Recycled Sound

Recycled Sound

Location/Club:  Toorak, 9800, Victoria, Australia
Keywords: CIRCULAR ECONOMY, Recycled Medical, Hearing Aids

Description

Recycled Sound is a Community Service Project initiated by the Rotary Club of Toorak to collect, clean, reprogram and recycle hearing aids to those people in our community with a special need who are unable to meet the expense of hearing aids in the private market.

The Rotary Club of Toorak has partnered with audiologists Blamey Saunders hears and Better Hearing Australia to undertake the specialist cleaning and reprogramming to enable the hearing aids to be recycled. Toorak Rotary Club’s role is to promote the programme and to format a template of how to get the programme up and running. The template will enable other Rotary Clubs and Rotary Districts to establish the programme in their areas. The long term aim is that this programme becomes Australia wide with the potential of eventually being refined for international use in developing countries. Toorak Rotary Club will establish collection boxes at suitable collection points and forward the hearing aids to Blamey and Saunders hears where they are cleaned and checked that they are in working order. They are then sent to Better Hearing Australia where they will be reprogrammed and reconditioned so that they can be fitted to the recipient. This is all done at little or nominal cost to the recipient.

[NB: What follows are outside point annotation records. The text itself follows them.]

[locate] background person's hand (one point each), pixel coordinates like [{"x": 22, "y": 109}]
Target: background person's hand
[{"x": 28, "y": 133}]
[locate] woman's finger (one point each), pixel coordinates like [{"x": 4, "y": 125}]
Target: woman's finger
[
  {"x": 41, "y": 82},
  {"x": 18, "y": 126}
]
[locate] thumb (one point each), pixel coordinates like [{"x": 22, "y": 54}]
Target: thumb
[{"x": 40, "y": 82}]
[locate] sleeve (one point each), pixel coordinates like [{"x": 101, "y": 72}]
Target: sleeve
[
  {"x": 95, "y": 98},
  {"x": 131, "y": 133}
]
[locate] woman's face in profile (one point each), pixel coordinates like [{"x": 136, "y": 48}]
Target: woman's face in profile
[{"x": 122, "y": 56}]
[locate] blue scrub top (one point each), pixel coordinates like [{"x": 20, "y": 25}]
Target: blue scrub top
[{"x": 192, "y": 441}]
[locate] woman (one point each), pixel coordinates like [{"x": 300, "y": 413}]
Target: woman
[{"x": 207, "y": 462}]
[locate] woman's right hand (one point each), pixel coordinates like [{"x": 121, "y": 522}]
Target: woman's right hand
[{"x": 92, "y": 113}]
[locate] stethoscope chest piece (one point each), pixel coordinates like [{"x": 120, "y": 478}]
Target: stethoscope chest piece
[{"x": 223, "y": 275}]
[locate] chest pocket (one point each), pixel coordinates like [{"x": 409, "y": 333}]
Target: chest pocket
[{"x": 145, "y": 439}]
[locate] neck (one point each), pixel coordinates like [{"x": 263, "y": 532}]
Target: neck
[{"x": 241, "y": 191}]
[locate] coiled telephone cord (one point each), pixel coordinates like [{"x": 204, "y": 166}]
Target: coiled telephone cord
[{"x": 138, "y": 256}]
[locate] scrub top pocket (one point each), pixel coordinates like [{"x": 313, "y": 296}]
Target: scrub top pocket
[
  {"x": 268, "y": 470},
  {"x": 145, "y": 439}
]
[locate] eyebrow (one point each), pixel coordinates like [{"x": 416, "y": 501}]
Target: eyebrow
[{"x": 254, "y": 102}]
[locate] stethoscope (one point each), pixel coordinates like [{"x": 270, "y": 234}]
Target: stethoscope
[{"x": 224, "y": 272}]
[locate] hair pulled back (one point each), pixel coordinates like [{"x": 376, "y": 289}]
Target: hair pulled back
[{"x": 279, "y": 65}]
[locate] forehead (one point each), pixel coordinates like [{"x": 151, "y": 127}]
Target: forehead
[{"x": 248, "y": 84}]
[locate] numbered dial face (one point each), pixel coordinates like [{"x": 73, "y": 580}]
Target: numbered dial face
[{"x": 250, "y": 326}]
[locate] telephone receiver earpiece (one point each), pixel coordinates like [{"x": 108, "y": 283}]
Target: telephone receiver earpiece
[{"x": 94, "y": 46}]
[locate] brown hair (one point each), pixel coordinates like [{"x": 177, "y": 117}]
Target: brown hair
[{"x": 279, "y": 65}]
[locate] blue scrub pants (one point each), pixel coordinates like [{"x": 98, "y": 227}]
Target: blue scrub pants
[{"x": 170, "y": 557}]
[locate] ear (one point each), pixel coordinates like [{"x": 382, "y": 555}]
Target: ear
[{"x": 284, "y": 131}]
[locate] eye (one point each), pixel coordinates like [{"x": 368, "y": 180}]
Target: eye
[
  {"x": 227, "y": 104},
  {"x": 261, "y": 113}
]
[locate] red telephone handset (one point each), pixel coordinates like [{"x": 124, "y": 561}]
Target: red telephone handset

Hearing aids play a critical role in overcoming hearing loss and can greatly influence the quality of life and ability to gain and keep employment. An unaddressed hearing loss inevitably leads to isolation and other disorders and in many cases a reliance on social services for support. www. recycledsou nd.org.a u Heather has been aware of a hearing loss for many years and has a twin sister who uses hearing aids. Her loss became more problematic about 10 years ago, and in 2009 she had a test at BHA. At this time she didn’t want to get hearing aids as they were economically beyond her reach. Being close to retiring age Heather hoped she would be able to manage until she was on a pension and eligible for government help.